As a slide, each one has the following ON ENTER and ON EXIT Properties:
Each slide contains a text entry box. A text-entry box in Captivate will carry a variable name. You can edit it to suit your project. This is useful because I want to display user input on my summary slide so that he can compare his initial reflections with the default answers given by the interviewer.
The style option for my text entry boxes in all 3 cases are set to: RETAIN TEXT, SHOW TEXT BOX FRAME, and in options I allowed a maximum character length of 550, All cases (lower and upper) as well as numbers. I did not allow auto submit. The user must hit a default submit button to trigger my variables Q1, Q2 and Q3 available on the Questions Interface.
The Text Box itself has actions that can be programmed. I am executing some standard actions for each related text box:
There is another option “On focus lost” for text-entry boxes. This does not apply to my needs, so I did not assign any action there.
6. The Podcast Slide: implementing a play/pause button
This is the only slide in which I used the option to attach an audio file on the slide properties panel. As expected it lengthened the slide and increased the frame count. The audio file was now an automated part of the Captivate movie.
Given that the podcast itself was lengthy, I knew I would have to give users the option to pause/play while listening. I wanted to do this without having them rely on the play bar. I looked at several tutorials hoping to play and toggle audio within an advanced action, but soon realized that in this case, such a script created a stop/restart effect. This was definitely not what i wanted. I needed it to resume right where it had stopped.
Lilybiri had a useful solution using system variables: cpCmndPause and cpCmndResume in a conditional action. I had initially hoped to call them from an advanced action but I realized that they were not available to me when I was developing the script with a statement to Play Audio.

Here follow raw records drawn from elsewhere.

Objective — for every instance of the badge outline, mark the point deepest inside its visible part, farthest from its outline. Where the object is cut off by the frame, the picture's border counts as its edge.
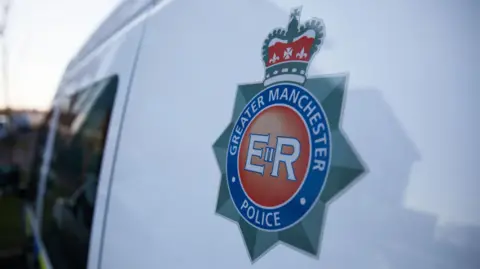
(308, 172)
(345, 159)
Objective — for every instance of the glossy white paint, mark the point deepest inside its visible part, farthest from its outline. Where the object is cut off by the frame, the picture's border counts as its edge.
(159, 180)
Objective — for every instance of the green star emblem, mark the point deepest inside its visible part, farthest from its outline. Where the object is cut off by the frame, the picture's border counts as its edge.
(345, 167)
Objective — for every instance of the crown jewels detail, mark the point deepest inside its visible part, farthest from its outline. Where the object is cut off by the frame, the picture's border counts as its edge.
(288, 52)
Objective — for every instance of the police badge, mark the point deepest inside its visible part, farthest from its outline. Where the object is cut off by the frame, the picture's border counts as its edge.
(284, 155)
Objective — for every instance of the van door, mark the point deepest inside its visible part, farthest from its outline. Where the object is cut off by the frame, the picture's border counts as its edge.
(91, 102)
(201, 77)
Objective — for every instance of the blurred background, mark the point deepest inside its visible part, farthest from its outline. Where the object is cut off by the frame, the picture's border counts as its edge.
(37, 39)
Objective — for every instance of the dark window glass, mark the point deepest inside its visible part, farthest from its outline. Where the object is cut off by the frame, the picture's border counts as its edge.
(38, 151)
(69, 201)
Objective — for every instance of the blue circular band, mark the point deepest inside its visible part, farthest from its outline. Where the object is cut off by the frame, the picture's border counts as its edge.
(290, 213)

cpCmndPause and cpCmnd Resume work with the overall slide and progress of the project, hence the reason I had to attach the audio to the slide. I added in a design suggestion by Paul Wilson to manipulate the state of my play/pause button instead of using two buttons. When the user clicks pause, it changes the state to play in order to prompt the user to click again to pick back up and so forth. This worked out well.
7. Summary Slide
This slide should not be much of a mystery now. It used some of the same design strategies for playing audio, an exit button, and text captions to call all three text-entry box variables. The thing to remember is to specify the variable length here again. By default it is set to 50 so I extended this to 550 to display the full response of the learner.
Conclusion: Learning is for a lifetime
The “Reflective Practitioner” as a multimedia instructional design activity was another opportunity for me to learn about programmable responses in Adobe Captivate. If you enjoy a challenge, give yourself one today and build something, anything.